Sunset Song - video review

Most importantly, there is song, ringing out through the natural rustle of wind and bird and harvest, threatening to transform this drama into a musical, that purest of cinematic fantasias (no surprise that Davies cites Seven Brides for Seven Brothers as inspirational). When the Guthrie family move house to accommodate their ever expanding brood, they do so to the strains of Wayfaring Stranger hauntingly sung by Jennifer John. On her wedding night, Chris performs a keening rendition of Flowers of the Forest, the music of which is woven into the very fabric of Grassic Gibbon’s text. Later, Ewan (Kevin Guthrie) sings a few line of Robert Burns’s The Lass That Made the Bed to Me, another song taken directly from the rhapsodic sacred source. Throughout, Davies’s aim remains true. He is perhaps the only film-maker in the world who could stage a tipsy rendition of Ladies of Spain without the slightest hint of a Spielberg reference (it wouldn’t surprise me if he’d never seen Jaws).
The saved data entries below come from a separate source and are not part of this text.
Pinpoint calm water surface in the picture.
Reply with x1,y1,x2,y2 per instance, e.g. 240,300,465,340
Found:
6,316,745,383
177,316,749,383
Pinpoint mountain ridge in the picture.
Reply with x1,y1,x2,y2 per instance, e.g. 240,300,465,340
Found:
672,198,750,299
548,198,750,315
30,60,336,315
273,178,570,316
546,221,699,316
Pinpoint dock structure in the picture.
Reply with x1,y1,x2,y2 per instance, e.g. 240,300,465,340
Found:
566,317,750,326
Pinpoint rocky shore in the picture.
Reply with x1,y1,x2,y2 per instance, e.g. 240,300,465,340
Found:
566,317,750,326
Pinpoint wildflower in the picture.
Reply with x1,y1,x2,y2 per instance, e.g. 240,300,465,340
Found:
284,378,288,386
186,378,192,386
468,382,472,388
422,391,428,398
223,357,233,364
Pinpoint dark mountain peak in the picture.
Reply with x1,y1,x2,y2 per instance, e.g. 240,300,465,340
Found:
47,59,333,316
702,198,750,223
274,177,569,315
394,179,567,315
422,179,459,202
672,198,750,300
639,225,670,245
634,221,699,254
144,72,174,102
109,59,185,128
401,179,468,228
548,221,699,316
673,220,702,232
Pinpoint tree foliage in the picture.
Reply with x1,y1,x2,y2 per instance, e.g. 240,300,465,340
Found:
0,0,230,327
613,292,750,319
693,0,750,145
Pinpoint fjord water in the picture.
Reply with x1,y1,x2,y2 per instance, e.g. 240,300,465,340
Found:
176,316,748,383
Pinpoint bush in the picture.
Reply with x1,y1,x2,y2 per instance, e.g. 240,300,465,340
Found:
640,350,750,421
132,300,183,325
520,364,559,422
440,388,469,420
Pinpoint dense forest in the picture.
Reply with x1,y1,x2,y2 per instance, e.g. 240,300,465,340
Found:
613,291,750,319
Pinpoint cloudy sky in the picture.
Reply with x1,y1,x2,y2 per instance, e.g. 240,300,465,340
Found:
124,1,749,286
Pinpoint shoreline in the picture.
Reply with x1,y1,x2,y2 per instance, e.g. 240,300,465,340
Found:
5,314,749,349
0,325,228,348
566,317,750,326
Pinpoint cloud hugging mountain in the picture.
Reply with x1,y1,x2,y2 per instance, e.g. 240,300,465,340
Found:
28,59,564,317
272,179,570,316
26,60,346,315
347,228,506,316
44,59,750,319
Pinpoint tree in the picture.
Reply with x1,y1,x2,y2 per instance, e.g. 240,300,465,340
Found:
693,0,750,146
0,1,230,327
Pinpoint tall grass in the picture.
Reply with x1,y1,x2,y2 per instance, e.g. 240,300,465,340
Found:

What sings clearest, however, is Michael McDonough’s ravishing cinematography, a blend of 65mm celluloid stock and resiliently responsive digital that takes us from the darkened, coffee-coloured confines of candlelit interiors through glowing fields of gold and green and up into cloudy skies of blue, grey and white. There’s a touch of Terrence Malick as McDonough’s camera glides through verdant pastoral idylls (weather and funding variously led the production to Scotland, New Zealand and Luxembourg). Elsewhere we see hints of Vermeer as families huddle in semi-lit rooms, painterly compositions defined by an artist’s attention to detail. There are slow tracks and long pull-backs too – a Davies trademark – but McDonough brings his own sense of circling exploration, moving us forward even as the narrative folds back upon itself and once-loving men become brutalised beasts, crawling from the shadows, across floors and through mud, foreign and domestic.

Through it all, the land, like this exceptional director, endures. Davies is still sprightly as he turns 70, and I suspect his best work may be yet to come. Now that is something worth singing about.